Indeed, if you want to know just how closely matched the teams are, North Star has scored 16 points more and allowed four points less while playing one extra game - Northern Bedford had a bye into the semifinals, while North Star blanked Shade, 21-0, to reach this round.
The most obvious similarity between the squads deals with a quality that draws more attention on the basketball court: length. Over the last few season, Strasiser has given the Cougars an advantage because of his 6-foot-6 frame. This year, he has 42 catches for 741 yards and seven of North Star's 11 receiving touchdowns.
Northern Bedford, though, has the height to match Strasiser this time around, and then some. Kyler Diehl, the second-leading receiver in the Mirror coverage area, is 6-5. The Pressel twins, Tayler and Zach, both go around 6-4 and have vertical leaps of about 3 feet. All three start on both sides of the football.
Panther quarterback Blake Over is 6-4 and is closing in on a 2,000-yard passing campaign as a junior.
"We've had some great matchups with them over the years. The thing that stands out about them this year is their size," North Star coach Stacy Schmitt said. "It's a huge advantage in most cases because you have one-on-one coverage a lot of the time."
The ability of Over to just put the ball up high and have any of three receivers be able to go get it is a nice luxury.
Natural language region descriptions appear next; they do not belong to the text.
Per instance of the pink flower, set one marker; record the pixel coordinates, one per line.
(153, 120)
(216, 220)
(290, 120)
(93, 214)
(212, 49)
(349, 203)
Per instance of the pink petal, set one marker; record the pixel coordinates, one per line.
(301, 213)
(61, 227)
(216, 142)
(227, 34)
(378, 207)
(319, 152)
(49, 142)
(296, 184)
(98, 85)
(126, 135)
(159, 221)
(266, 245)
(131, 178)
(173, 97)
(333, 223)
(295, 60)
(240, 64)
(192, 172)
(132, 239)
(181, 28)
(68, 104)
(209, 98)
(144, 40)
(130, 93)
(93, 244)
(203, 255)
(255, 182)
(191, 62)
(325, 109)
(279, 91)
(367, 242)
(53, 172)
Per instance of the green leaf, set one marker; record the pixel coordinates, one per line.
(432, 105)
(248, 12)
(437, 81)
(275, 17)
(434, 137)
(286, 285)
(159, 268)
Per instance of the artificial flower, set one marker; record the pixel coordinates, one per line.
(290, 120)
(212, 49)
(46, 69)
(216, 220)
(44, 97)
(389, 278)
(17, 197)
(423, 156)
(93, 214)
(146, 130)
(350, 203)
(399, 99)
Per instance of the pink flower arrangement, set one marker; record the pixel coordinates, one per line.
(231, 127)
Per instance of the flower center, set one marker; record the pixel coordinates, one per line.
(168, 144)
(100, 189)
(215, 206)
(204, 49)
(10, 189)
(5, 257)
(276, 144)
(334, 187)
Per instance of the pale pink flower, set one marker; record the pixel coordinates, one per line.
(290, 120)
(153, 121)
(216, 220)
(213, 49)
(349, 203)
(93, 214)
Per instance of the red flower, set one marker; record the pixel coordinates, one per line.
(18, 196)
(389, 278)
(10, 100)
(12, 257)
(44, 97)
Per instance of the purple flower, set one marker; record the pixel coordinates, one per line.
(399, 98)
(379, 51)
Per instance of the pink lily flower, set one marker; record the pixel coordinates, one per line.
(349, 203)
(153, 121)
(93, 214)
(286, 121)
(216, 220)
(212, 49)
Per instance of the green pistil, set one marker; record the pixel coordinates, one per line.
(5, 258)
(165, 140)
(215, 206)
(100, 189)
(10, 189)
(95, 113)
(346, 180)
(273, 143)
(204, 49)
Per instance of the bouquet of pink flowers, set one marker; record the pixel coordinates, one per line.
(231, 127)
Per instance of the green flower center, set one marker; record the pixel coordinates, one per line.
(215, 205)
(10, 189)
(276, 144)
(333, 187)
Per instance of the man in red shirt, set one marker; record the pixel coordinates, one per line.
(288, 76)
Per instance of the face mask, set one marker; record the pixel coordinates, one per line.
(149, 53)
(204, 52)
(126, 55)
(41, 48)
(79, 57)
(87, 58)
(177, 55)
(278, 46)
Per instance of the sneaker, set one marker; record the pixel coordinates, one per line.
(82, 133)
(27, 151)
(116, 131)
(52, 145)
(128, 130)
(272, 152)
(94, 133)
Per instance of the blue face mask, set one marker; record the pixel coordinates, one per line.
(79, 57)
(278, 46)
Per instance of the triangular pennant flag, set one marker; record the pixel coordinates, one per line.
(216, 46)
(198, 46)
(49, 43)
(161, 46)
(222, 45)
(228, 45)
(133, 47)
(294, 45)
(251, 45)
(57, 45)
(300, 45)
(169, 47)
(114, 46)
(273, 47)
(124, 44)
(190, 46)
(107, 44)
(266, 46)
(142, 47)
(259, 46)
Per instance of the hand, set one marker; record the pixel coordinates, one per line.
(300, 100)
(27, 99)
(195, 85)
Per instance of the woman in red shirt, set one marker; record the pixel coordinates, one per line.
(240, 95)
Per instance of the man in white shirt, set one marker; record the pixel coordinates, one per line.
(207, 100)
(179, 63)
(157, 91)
That will create an interesting duel against a Cougar defense that is coming off its fourth shutout of the year and held seven opponents to single-figures this season.
"Our defense has been playing aggressive and flying to the ball," Schmitt said. "We probably could have had a few more [shutouts] if we didn't get out to leads and put our JVs in early."
North Star were the preseason favorite of many in the WestPAC. The only things that denied it a perfect record were a 13-10 opening-game loss to Portage and a 28-19 setback against Berlin.
The Cougars are huge in the trenches. Eight of their starters are 220 pounds or heavier. Northern Bedford has four players that big on its entire roster.
"I think the vital areas are going to be the line play and who can establish a successful running game, because we both have strong defenses," Batzel said.
Northern bounced back from its only loss of the season against Bellwood-Antis to roll to a 35-point win over Williamsburg before completing the regular season with a comeback victory versus Class AAA playoff team Punxsutawney.
"I think we learned in the Bellwood game that we are a very good football team. That score [20-0] was a little deceiving. We felt we hit right with them, played right with them. They were a little bit better than us," Batzel said. "I think that game made us better."
Batzel would have rather not had a bye last week but is happy he's not the one having to play after it.
"It depends upon the kids and how they respond and react," Batzel said. "I have a good feeling about our group. I don't think that's going to affect them. We had a good week [of practice] last week, and things picked up. I think the kids are anxious to play. The kids may even be a little hungrier."